After that? I only had one application fail due to Graphene's memory allocator. No weird bugs, no need to restart like some siblings are commenting. As close to the "Graphene just works" as it could be.

However, I'm not heavy into Google's ecosystem. Google Pay will not work but I'm not a user, some Google features won't tell you why they don't work but I'm not using them either (Quick Share for instance), none of my apps require the highest Play Integrity level. Maybe the person who say this are a specific type of person where use-cases don't overlap with what breaks on Graphene.


The interaction of secondary users with RCS is borked to all hell. It just plain doesn't work.

Firefox + stock keyboard stopped properly working three days ago, it's back to normal now. No idea what that was about. Restarting was the only way I found to get things working again during that period.

While on the stock Android keyboard, it is clear that the Google one is much better at correcting my taps than the stock one. My typo count has gone up significantly.

Every several weeks the mobile connectivity stops working and nothing short of a restart will get it working again. This might be a bad interaction of the very weird way Google Fi works with a secondary user account.

I've encountered one case of the phone shutting itself off to install an update overnight and not turning on, making me miss my morning alarm.
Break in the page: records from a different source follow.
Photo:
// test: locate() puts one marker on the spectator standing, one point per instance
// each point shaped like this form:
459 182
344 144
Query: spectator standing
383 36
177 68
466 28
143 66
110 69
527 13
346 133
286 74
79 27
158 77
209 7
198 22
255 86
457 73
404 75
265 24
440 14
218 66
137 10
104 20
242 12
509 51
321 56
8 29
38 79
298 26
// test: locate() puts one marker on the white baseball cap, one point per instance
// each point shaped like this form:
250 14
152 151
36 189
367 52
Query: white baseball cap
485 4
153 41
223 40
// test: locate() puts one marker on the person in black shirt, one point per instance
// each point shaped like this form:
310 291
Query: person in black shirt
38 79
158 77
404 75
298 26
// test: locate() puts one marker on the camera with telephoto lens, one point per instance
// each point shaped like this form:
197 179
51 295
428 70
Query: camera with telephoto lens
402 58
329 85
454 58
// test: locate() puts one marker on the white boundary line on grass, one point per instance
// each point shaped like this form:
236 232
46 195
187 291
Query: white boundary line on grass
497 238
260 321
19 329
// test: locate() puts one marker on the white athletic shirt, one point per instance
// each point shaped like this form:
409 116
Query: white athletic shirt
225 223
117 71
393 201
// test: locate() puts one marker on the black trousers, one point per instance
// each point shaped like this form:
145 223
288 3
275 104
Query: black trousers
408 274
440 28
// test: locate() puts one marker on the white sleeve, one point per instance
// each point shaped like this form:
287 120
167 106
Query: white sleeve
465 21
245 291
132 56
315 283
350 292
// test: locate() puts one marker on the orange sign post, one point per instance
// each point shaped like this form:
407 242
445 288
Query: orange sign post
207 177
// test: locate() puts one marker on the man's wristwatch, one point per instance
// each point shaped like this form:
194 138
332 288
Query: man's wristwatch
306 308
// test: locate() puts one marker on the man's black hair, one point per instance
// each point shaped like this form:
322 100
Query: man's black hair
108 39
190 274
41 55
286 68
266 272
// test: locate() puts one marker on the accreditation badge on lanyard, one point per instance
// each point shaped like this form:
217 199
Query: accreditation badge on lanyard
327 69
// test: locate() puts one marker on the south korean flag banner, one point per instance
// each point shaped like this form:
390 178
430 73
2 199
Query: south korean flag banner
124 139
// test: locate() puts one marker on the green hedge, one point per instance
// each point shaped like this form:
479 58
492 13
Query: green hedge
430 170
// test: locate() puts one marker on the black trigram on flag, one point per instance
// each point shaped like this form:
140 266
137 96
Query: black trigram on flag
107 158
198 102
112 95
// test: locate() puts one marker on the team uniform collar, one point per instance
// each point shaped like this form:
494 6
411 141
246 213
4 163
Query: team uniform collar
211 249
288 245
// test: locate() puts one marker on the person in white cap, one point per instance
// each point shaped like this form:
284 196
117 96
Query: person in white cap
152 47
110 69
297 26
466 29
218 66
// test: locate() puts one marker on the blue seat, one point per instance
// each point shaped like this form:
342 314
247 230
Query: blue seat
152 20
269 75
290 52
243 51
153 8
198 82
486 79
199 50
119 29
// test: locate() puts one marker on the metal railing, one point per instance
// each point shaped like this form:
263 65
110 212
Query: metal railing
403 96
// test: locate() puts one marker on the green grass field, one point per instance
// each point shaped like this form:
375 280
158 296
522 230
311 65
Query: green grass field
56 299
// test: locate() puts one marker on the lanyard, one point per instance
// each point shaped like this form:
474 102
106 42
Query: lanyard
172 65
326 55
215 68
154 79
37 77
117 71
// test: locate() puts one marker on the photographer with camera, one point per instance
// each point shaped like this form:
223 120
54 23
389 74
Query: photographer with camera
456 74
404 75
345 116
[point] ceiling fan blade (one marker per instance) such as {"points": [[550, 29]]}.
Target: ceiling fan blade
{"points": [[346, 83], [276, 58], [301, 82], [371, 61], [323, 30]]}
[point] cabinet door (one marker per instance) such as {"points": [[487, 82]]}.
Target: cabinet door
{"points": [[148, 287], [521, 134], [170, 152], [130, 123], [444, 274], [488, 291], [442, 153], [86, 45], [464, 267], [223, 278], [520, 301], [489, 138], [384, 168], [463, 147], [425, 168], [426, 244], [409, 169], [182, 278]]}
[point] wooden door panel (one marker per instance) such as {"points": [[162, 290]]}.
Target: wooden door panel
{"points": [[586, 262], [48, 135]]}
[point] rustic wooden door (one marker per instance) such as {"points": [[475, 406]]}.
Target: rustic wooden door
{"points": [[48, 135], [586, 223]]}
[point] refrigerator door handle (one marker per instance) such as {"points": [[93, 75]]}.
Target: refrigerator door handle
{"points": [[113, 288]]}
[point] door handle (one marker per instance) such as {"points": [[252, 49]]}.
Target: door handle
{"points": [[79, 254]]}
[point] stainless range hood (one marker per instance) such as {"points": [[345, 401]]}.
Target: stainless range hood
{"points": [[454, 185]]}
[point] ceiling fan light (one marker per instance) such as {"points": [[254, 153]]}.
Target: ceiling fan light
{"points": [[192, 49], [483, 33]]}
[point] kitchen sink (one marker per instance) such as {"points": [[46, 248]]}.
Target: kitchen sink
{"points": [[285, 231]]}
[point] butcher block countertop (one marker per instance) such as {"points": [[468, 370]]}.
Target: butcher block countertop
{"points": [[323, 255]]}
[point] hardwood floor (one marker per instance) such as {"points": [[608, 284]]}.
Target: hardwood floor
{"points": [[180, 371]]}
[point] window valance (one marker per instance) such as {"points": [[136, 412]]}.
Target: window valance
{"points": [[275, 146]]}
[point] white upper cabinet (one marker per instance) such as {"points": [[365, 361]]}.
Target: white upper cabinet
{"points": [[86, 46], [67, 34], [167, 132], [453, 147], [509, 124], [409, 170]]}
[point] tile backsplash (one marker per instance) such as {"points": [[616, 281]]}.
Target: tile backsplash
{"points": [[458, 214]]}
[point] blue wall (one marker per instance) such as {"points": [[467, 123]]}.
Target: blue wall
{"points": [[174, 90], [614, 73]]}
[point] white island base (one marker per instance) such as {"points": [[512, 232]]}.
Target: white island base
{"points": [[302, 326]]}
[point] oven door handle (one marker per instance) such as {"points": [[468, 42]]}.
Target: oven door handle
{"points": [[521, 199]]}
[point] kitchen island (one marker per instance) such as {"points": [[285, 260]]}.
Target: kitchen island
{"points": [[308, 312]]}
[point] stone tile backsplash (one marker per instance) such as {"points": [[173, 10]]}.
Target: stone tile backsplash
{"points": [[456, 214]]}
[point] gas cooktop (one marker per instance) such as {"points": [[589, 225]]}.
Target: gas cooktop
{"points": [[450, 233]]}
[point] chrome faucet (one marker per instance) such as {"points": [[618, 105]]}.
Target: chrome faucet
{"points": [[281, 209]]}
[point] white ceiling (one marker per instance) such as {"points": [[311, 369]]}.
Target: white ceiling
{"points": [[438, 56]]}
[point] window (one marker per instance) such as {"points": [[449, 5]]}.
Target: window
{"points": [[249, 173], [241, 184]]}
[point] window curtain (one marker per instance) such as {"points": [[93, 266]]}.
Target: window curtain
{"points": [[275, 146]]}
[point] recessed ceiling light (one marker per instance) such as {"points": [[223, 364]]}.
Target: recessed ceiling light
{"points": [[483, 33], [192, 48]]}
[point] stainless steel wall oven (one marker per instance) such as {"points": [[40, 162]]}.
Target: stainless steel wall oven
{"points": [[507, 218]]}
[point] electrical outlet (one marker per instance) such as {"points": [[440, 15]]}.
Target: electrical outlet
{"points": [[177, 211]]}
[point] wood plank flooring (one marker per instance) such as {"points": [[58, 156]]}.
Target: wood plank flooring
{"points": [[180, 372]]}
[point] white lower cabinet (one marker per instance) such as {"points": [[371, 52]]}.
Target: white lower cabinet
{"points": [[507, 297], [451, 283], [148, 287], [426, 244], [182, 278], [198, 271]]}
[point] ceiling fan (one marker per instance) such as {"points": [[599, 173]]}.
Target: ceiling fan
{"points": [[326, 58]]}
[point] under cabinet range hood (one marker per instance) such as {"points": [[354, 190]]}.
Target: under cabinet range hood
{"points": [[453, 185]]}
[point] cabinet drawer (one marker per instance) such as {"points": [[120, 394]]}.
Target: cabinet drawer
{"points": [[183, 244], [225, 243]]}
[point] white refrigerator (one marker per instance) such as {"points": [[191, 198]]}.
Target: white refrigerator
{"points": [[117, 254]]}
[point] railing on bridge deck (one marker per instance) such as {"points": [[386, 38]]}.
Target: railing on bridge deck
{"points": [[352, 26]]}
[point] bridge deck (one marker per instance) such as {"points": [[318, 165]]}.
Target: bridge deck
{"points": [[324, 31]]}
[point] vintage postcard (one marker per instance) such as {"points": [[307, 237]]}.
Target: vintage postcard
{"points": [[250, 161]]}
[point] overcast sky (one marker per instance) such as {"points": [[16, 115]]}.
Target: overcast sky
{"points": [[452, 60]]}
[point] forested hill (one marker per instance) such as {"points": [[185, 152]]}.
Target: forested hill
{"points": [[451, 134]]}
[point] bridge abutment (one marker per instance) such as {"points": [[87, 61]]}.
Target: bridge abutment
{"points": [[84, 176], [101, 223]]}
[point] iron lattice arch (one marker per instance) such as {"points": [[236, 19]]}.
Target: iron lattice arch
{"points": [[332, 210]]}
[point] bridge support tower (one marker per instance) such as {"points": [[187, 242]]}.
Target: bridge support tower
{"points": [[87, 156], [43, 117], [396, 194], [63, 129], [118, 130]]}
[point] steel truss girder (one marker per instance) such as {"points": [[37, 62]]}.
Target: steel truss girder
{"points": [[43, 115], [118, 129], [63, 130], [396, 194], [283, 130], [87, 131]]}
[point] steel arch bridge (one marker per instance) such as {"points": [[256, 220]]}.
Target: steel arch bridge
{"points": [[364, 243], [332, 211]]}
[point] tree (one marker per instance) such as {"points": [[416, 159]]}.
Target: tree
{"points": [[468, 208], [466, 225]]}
In the US, there's no way to side step the lack of tap to pay.

Getting apps to work with Android Auto requires some finessing.

These are the things I've encountered in the last 2 months of using Graphene.

Aside from all of that, I really like everything else about the OS. As it stands, it does lacks polish when straying outside of the common path. Not using a secondary account, nor Google Fi on an eSIM, and using the stock browser would likely improve my experience significantly.

I haven't encountered an app that wouldn't work yet (but have installed play services as I do want to use Android Auto).

I would still recommend Grapheme for normal-ish users, as long as you don't go "paranoid mode" with secondary accounts and skipping play services or don't want to use the phone for tons of things beyond phone calls and web browsing. The base experience is that much calmer than stock Android on Pixel.


Thanks for writing all this, this really shows how the failures you encountered don't overlap with my use of the phone.

I don't use RCS and Android Auto.

I have HeliBoard to replace Stock/Google Keyboard. It is way ahead the stock keyboard experience but far behind Google Keyboard's, especially when writing in two languages.

Tap-to-pay works with my bank apps. But that means I can only use one card unlike with GPay.

I rarely use second account as the latency to switch from one account to the other is a pain. I only have a secondary sending notifications to the first one.

I don't let the phone auto-reboot for installs, I let it install automatically and click reboot when I want it to install.

I am on a physical SIM / different carrier and never encountered network issues so I can't comment on that one.